La casa de Fujiwara era más amplia que la suya y estaba mucho mejor conservada. El agua fluía a través del jardín; caía desde antiquísimas rocas y atravesaba estanques en los que las carpas de tonos rojo y oro nadaban perezosamente. Daba la impresión de que las montañas iniciaban su ascenso justo desde allí. Una cascada distante se hacía eco del torrente, al tiempo que lo reflejaba como un espejo, y dos enormes águilas surcaron los aires y atravesaron el cielo libre de nubes.

Un joven dio la bienvenida a Kaede ante los escalones y la condujo por una amplia veranda hasta la sala principal, donde aguardaba sentado el señor Fujiwara. Kaede franqueó la puerta de la estancia, se hincó de rodillas e hizo una reverencia hasta tocar el suelo con la frente. La estera estaba recién puesta; aún conservaba su tono verde pálido y su olor penetrante.

Shizuka permaneció en el exterior, arrodillada sobre el suelo de madera. Dentro de la sala reinaba el silencio. Kaede esperó a que el señor Fujiwara hablase, pues era consciente de que la estaba examinando. Mientras tanto, ella intentó mirar a su alrededor sin mover los ojos ni la cabeza, y sintió alivio cuando por fin él se dirigió a ella y le suplicó que se incorporase.

—Me complace sobremanera que hayáis podido venir -dijo él.

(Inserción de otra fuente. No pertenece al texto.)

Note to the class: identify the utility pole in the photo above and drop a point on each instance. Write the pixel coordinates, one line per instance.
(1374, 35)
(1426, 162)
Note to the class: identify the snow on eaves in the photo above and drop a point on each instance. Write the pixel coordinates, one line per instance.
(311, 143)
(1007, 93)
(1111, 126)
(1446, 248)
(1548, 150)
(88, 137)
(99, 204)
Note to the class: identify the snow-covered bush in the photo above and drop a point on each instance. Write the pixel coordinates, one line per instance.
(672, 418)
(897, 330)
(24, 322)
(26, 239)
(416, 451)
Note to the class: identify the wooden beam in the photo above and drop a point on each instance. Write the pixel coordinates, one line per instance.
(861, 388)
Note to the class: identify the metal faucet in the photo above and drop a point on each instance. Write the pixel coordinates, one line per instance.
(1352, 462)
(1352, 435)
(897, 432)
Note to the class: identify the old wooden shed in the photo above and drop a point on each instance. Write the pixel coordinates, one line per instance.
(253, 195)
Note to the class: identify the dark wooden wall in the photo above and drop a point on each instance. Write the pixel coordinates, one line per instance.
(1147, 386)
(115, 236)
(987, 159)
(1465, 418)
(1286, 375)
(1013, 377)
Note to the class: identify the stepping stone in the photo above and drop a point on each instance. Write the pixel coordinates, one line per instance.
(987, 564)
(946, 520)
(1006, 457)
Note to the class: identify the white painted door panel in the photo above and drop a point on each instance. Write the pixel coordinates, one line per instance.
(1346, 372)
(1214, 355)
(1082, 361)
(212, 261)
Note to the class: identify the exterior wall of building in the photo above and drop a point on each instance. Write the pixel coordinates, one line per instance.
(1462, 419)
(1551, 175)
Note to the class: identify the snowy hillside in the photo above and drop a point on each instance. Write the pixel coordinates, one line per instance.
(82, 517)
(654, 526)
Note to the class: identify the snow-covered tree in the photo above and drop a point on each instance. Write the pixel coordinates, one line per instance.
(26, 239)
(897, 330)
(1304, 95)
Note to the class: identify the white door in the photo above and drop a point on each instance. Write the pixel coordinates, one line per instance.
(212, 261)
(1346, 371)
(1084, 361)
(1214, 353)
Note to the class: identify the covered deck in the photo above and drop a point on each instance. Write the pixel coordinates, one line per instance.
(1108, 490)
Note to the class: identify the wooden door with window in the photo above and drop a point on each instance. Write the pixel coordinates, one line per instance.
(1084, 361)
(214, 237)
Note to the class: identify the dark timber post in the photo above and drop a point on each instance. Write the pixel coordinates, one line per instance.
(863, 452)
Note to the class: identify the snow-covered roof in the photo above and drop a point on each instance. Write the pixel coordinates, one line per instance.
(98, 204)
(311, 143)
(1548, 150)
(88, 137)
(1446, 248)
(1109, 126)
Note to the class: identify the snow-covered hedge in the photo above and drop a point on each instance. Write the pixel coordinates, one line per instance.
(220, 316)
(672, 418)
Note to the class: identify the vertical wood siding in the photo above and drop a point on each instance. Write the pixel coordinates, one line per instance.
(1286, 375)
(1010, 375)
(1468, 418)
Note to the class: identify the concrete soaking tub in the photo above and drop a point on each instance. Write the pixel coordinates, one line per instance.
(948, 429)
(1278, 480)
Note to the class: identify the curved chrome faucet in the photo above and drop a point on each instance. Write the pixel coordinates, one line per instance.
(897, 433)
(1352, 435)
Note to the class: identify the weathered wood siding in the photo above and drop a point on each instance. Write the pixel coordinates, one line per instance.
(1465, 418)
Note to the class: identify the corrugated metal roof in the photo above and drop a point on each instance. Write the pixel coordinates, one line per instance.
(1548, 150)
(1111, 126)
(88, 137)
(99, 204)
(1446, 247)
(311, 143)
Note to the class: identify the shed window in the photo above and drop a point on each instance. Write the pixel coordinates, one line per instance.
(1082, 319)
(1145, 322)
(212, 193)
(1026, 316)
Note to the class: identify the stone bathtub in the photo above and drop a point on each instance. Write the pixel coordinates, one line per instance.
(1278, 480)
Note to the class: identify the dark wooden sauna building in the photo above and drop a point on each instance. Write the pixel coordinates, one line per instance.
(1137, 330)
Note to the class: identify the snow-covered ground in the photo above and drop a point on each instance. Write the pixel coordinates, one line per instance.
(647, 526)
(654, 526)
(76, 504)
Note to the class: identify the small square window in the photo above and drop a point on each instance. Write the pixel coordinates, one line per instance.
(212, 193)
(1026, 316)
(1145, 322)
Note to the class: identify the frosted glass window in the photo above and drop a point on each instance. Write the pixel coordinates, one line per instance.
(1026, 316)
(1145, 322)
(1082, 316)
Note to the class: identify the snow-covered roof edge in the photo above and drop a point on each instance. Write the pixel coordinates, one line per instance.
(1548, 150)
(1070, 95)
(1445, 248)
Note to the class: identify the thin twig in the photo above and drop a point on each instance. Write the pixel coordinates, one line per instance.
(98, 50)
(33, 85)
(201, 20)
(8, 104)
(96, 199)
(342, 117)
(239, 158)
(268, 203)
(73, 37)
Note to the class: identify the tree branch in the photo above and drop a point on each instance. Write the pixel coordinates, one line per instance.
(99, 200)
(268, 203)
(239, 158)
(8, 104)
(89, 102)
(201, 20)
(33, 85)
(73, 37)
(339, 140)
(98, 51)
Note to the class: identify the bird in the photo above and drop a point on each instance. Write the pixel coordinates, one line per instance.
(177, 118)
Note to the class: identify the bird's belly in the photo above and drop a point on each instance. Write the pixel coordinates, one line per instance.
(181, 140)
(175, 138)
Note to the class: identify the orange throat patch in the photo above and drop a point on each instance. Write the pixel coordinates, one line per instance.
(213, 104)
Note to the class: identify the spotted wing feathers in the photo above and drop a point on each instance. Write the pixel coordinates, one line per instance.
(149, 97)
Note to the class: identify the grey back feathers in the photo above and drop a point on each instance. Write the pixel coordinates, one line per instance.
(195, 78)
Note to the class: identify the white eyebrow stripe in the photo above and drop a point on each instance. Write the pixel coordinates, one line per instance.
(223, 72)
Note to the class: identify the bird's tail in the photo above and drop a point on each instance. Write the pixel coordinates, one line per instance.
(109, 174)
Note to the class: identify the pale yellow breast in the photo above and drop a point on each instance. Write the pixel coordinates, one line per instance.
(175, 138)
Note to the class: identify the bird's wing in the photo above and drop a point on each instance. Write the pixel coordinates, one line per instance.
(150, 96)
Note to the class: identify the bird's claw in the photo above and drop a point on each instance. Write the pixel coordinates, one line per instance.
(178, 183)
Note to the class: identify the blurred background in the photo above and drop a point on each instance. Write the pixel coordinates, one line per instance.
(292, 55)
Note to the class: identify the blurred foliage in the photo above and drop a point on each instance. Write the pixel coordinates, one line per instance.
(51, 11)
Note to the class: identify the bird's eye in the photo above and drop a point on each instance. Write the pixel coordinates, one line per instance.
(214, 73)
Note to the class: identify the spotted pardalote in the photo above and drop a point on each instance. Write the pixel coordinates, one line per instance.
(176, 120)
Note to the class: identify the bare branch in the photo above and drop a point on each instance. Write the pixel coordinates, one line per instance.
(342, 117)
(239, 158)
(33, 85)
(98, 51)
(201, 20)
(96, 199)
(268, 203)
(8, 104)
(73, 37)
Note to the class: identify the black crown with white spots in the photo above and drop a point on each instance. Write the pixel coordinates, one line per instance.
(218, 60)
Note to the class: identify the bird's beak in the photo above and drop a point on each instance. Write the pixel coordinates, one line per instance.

A continuación, intercambiaron unas frases de cortesía. Kaede hablaba suavemente, en voz baja, y Fujiwara utilizaba un lenguaje tan retórico que, a veces, la joven no acertaba a comprender el total significado de sus palabras. Ella abrigaba la esperanza de que si hablaba lo menos posible el noble la encontraría enigmática... y no aburrida.

El hombre joven regresó con los utensilios para el té, y el propio Fujiwara se encargó de preparar la infusión, removiendo con energía las hebras verdosas hasta formar un brebaje espumoso. Los cuencos eran ásperos, de un tono entre rosa y marrón, agradables a la vista y al tacto. Kaede giró el suyo y mostró su admiración.

—Procede de Hagi -explicó él-, la ciudad del señor Otori. Es mi loza favorita -tras una pausa, preguntó-: ¿Iréis allí?

"Desde luego, debería ir", pensó ella de inmediato. "Si Otori fuera realmente mi esposo y yo estuviera esperando su hijo, tendría que ir a su casa, con su familia".

—No puedo -respondió la joven, elevando la mirada. Como de costumbre, el recuerdo de la muerte de Shigeru, así como el papel que Kaede había desempeñado en ella y en el acto de venganza, la llevaron al borde de las lágrimas; los ojos se le oscurecieron y fueron adquiriendo un nuevo brillo.